Mesh Central has to listen on 80 i order to get the LE cert.

Other than that, instance, I believe it force edirects traffic to 443

pmoncho

@Reid-Cooper said in Secure Meshcentral server on Vultr:

@pmoncho said in Secure Meshcentral server on Vultr:

Vultr Firewall setup (I don't believe I need this as UFW is setup on Ubuntu)

Less portable that way. Why not do it the normal way?

I went the LTS route as I used Vultr's image and its what I know at the moment. No other reason. Someday I will change it over to Ubuntu Current or Fedora.

pmoncho

@Reid-Cooper said in Secure Meshcentral server on Vultr:

@pmoncho said in Secure Meshcentral server on Vultr:

Vultr Firewall setup (I don't believe I need this as UFW is setup on Ubuntu)

Less portable that way. Why not do it the normal way?

Little lost here. What is the "normal way?"

Basically, I setup the Vultr FW because I wanted to make sure the MC server had a FW up front during the initial install and config. After setting up UFW on Ubuntu, I realized that I may no longer need it.

Dashrender

@pmoncho said in Secure Meshcentral server on Vultr:

@Reid-Cooper said in Secure Meshcentral server on Vultr:

@pmoncho said in Secure Meshcentral server on Vultr:

Vultr Firewall setup (I don't believe I need this as UFW is setup on Ubuntu)

Less portable that way.
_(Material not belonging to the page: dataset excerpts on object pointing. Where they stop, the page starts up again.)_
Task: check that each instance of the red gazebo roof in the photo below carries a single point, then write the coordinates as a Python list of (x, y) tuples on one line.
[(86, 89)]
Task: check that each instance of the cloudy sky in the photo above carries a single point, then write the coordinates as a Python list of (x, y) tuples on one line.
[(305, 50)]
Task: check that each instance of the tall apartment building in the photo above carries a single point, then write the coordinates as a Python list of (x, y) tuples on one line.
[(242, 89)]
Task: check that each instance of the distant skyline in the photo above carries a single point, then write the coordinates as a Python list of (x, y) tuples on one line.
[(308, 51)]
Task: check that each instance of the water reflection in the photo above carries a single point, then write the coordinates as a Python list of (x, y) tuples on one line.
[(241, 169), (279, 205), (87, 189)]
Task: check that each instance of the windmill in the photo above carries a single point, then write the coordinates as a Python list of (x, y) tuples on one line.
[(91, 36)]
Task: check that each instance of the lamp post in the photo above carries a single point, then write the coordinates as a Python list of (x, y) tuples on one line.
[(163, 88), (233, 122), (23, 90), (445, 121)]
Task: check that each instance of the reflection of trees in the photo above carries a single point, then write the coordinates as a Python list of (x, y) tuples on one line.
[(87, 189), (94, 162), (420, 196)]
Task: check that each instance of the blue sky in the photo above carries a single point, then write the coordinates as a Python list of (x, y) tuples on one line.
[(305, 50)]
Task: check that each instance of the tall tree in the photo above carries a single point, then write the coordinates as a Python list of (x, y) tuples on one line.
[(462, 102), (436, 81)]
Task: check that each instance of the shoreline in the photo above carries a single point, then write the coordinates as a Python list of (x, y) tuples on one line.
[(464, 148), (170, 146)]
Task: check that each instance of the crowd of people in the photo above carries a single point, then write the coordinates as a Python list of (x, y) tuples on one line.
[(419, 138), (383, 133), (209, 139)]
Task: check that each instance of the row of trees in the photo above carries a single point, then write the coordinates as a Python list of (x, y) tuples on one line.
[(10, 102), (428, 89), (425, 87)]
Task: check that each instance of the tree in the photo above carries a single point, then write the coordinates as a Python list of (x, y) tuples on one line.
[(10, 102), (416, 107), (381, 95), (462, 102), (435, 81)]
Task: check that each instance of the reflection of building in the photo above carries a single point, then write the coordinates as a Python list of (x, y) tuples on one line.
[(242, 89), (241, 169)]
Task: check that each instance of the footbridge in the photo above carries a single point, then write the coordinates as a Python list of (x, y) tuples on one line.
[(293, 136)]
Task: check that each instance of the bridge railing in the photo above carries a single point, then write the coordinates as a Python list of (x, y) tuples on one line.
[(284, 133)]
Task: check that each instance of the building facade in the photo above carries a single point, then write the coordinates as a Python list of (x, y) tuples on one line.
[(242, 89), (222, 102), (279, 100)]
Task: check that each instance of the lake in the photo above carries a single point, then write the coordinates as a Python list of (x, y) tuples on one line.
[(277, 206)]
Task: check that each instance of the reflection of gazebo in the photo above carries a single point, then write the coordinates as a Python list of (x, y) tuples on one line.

Why not do it the normal way?

Little lost here. What is the "normal way?"

Basically, I setup the Vultr FW because I wanted to make sure the MC server had a FW up front during the initial install and config. After setting up UFW on Ubuntu, I realized that I may no longer need it.

Is that really a risk during install though? What ports are open during install that would make this a concern?

pmoncho

@Dashrender said in Secure Meshcentral server on Vultr:

@pmoncho said in Secure Meshcentral server on Vultr:

@Reid-Cooper said in Secure Meshcentral server on Vultr:

@pmoncho said in Secure Meshcentral server on Vultr:

Vultr Firewall setup (I don't believe I need this as UFW is setup on Ubuntu)

Less portable that way. Why not do it the normal way?

Little lost here. What is the "normal way?"

Basically, I setup the Vultr FW because I wanted to make sure the MC server had a FW up front during the initial install and config. After setting up UFW on Ubuntu, I realized that I may no longer need it.

Is that really a risk during install though? What ports are open during install that would make this a concern?

Truth is, I have no idea. Most likely not though. Just enabled it until I had the OS installed, opened the SSH port so I could get in from my IP and configured UFW on Ubuntu. Just never disabled the Vultr FW. Figure it didn't hurt so I kept it.

I guess its just personal trust issues. I even sometimes like my car doors while parked in my garage with a garage door opener and locked side door. Weird I know!